And here I am hiding, amongst my things, hiding behind a screen, in a room filled with papers and books, and dust. Hiding and hoping that eventually the grief will turn around and leave thinking everyone has gone away. But we haven't have we? Here we are, waiting to open the door, hoping at any moment instead of the grief, it will be Grace knocking on the door, running inside at the end of a day, an ordinary day where she might have played with friends, where she might have made a mud cake, climbed over sleeping dogs only to knock after her friend's mother has brought her home, only to say, "Here I am mommy, don't cry, here I am."

Only to say, "It's me, and I will grow up and be your daughter and find a love in my life and have children and you can see them and hold them and love them and they will have cousins and I will still have one sister and two brothers and the four of us, we will all be here with you and I will hold your hand when it's your turn to be held and I will still be here and I will still be here."

12 April 2008

What if you could...

What if someone told you that you could see what your child, though dead, would look like at 2 years old, at 5 years old, at 8 years old, at 12 years old, at 18 years old. Would you do it? If all you had was a picture of your baby at birth and her eyes were closed and you never saw her grow and you never saw her blink and you never saw her climb a tree or ride a bike or run on the soccer field or chase her brother and sister but you saw her lying, unmoving, would you want to know what she might have looked like? Would you want to see her with eyes staring at you, with hair falling over her shoulders, with lips curled up into a smile. Would you? What if you could? Would you do it? Or would you sit around too frightened by what the possibilities could have been...

08 April 2008

"I love me"

Tonight, Sawyer and Terry picked me up from work and on the way home, Sawyer said, "Mama. I love me." It was sweet, genuine and a matter-of-fact.

And then he said it two more times when we got home. And I thought, of course, he loves me and he loves him and he loves you. He is a love machine and he is not old enough to have that sense of lovelessness.

How lovely.

And I love him too but what about me? How often do we really think or feel love toward our own self? Probably not as often as we should. And I wonder if we really loved ourselves more, if that love wouldn't transfer out into the world.

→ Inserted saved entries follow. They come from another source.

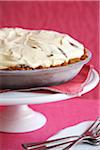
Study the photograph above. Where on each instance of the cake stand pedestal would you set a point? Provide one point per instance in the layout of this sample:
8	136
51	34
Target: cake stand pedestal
18	117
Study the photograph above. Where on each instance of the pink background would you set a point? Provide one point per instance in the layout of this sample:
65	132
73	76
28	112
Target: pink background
81	21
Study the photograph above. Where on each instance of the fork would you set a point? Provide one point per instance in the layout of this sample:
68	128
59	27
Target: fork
91	132
88	139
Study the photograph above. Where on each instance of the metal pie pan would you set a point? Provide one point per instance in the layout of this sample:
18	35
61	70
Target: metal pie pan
40	77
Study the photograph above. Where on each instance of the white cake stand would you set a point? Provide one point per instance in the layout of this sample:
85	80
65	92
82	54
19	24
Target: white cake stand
17	117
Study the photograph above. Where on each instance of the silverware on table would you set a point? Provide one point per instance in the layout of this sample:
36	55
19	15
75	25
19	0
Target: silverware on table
93	133
90	136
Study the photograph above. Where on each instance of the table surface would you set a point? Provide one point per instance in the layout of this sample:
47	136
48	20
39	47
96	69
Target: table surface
80	20
67	112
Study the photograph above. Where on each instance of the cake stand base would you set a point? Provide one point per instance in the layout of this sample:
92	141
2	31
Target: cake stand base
19	119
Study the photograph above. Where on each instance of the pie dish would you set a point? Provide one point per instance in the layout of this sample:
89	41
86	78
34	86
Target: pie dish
32	67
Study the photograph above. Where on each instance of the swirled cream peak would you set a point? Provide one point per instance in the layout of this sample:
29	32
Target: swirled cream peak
36	48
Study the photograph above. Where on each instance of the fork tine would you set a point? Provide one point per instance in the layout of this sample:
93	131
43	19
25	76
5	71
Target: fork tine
92	127
95	129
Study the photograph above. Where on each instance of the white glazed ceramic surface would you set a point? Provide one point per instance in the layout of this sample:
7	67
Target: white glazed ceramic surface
41	77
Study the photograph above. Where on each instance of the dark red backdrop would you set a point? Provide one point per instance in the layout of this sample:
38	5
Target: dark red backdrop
77	18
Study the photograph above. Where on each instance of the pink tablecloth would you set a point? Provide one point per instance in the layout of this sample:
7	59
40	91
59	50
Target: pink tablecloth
80	20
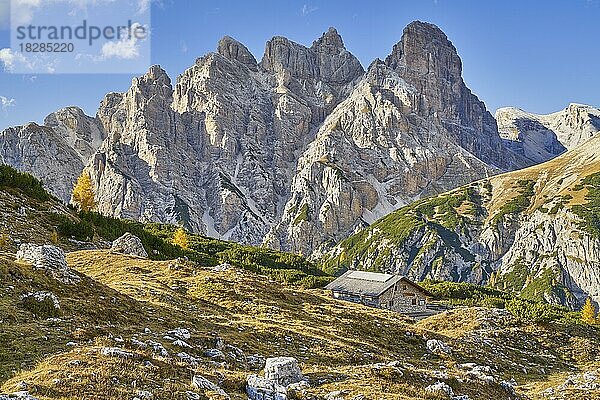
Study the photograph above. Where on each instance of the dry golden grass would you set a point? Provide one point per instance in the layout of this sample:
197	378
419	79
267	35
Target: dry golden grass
337	343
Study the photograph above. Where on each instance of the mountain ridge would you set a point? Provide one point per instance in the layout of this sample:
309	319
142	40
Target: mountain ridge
235	146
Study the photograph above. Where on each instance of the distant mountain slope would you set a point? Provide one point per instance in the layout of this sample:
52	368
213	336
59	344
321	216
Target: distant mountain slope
540	138
533	231
295	151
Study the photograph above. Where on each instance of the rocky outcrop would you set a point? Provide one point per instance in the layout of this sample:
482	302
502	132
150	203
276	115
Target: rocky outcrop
409	129
282	375
540	138
54	152
129	244
48	258
530	231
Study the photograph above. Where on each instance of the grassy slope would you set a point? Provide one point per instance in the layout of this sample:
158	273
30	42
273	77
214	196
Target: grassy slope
571	180
336	342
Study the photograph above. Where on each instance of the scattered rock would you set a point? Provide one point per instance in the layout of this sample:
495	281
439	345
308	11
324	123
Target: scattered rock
44	302
181	343
144	395
180	333
48	258
282	374
158	348
438	347
259	388
214	353
283	370
200	382
337	395
440	387
117	352
222	267
129	244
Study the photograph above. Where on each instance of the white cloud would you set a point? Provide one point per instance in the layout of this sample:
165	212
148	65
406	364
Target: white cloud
308	9
6	103
126	48
4	14
12	60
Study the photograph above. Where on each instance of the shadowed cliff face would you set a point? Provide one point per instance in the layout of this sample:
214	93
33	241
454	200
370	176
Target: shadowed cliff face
296	151
218	151
540	138
532	231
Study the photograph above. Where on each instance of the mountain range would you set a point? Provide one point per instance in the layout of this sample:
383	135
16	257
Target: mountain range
305	149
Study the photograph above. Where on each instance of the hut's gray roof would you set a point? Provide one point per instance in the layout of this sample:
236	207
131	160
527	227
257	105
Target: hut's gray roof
364	283
369	283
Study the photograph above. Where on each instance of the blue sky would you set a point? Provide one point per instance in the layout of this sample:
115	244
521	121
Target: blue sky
535	55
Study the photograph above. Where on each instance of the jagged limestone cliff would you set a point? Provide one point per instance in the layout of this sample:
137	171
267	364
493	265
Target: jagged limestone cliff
54	152
410	128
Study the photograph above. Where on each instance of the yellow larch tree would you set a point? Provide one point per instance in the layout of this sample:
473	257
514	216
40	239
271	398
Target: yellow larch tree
588	312
83	193
180	238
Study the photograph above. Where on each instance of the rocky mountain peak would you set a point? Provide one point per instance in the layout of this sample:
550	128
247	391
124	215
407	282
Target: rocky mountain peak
327	60
330	42
425	50
231	49
154	82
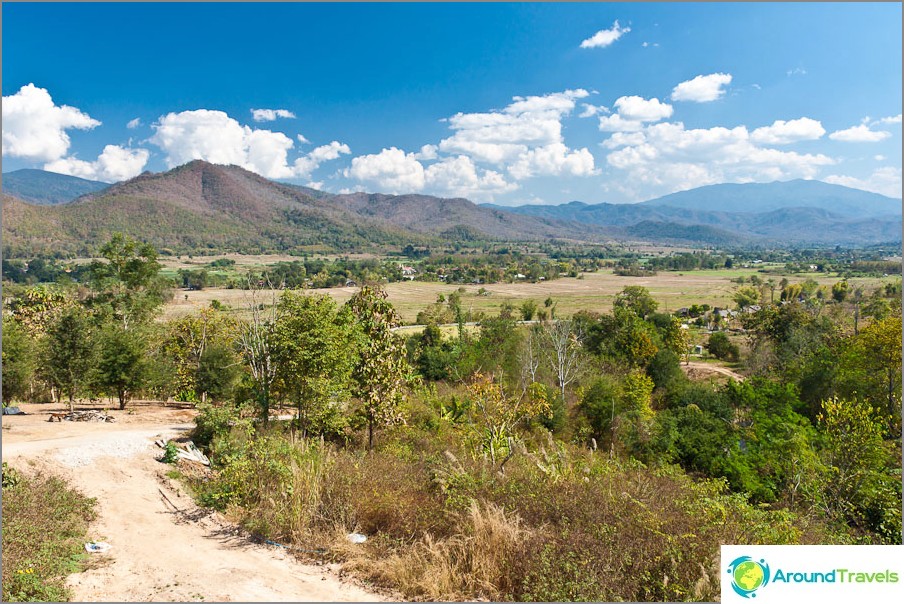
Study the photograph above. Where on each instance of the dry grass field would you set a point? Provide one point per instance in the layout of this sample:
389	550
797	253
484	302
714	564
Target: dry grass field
595	291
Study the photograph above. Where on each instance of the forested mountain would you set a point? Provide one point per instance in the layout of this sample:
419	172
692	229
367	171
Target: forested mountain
47	188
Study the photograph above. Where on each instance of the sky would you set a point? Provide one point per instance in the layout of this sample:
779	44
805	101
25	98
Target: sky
510	103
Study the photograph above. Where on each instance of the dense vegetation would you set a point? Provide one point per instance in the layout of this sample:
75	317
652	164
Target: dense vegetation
566	459
44	528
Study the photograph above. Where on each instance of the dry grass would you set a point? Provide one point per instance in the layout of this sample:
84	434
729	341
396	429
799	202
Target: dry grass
473	564
595	292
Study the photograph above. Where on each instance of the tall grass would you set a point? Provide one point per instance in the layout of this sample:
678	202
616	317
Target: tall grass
444	523
44	528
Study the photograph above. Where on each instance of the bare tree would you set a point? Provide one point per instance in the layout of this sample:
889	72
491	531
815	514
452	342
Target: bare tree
256	343
563	352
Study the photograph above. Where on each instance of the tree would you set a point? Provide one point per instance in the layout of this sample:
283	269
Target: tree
746	296
382	368
120	366
313	356
256	344
19	360
721	347
67	352
127	284
218	372
857	460
636	299
563	352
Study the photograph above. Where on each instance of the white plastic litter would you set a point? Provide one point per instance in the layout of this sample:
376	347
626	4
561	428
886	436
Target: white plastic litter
97	547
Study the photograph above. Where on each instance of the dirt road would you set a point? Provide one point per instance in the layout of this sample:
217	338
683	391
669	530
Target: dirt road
159	553
697	371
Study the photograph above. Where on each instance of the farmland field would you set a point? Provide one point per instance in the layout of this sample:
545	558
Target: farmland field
594	292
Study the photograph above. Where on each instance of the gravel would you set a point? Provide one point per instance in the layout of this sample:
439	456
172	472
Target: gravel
84	455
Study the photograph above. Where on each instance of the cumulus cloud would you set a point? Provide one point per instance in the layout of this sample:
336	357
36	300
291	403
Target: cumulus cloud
885	181
553	160
792	131
523	137
395	171
391	170
605	37
702	89
215	137
894	119
269	115
34	127
114	164
667	157
632	112
304	166
859	134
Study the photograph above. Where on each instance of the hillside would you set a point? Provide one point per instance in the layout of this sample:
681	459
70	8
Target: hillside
804	212
47	188
766	197
198	206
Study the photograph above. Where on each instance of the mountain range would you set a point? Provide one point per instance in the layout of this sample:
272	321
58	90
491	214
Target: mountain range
206	207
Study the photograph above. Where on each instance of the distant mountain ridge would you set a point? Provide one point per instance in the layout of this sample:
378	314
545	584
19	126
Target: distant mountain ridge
201	207
47	188
798	211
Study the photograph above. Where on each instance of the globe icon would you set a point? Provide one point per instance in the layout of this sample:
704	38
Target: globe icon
748	575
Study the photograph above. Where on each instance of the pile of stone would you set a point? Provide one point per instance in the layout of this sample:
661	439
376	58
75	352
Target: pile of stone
82	416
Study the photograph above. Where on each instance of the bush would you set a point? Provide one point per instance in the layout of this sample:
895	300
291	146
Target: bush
44	528
722	348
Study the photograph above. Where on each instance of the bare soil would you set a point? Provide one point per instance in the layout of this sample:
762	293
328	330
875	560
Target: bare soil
165	548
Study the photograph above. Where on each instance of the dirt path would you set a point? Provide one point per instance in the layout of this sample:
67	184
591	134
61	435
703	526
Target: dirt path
158	554
695	370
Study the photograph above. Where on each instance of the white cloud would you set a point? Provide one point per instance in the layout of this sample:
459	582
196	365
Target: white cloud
792	131
859	134
35	128
553	160
304	166
519	135
591	110
666	157
605	37
885	181
459	177
633	111
269	115
894	119
114	164
702	89
215	137
394	171
391	170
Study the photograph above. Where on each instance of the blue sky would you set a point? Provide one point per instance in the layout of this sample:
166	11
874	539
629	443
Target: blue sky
510	103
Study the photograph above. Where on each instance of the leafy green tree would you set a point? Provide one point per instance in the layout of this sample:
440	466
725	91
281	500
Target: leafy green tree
314	354
381	370
120	366
859	488
127	283
746	296
19	360
218	372
636	299
722	348
67	352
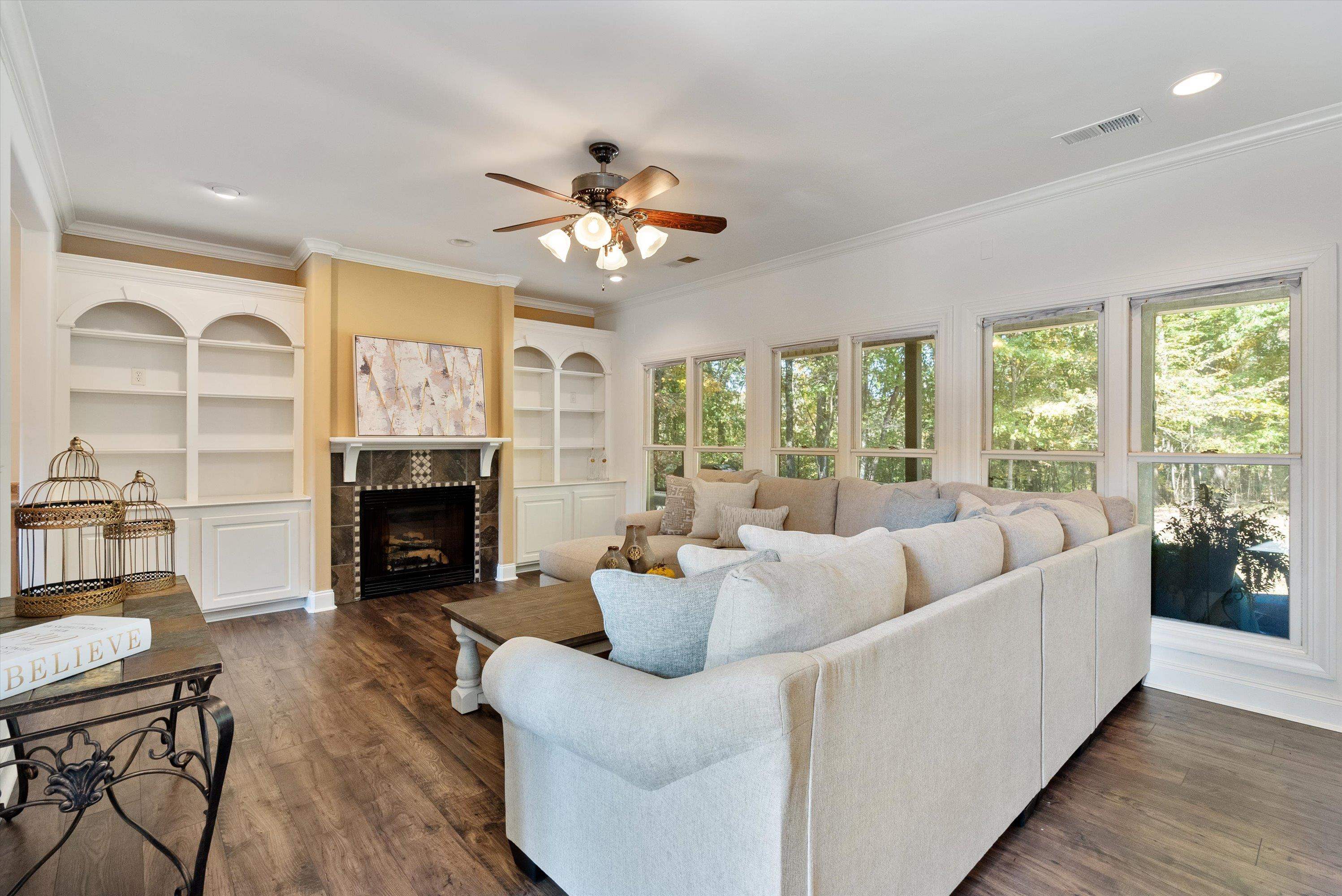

And without getting too sappy what's wrong then, when our love continues after death. When that love sometimes makes us incapable of doing anything else. Sometimes, still, I am frozen by my love of Grace. Not very often any more; mostly it's love that creates movement but sometimes, every once in a while, it freezes me, it stops me, it takes my breath away and I have to compose myself again. I am awed by the power of this love. I am in wonder. "Mama. I love me."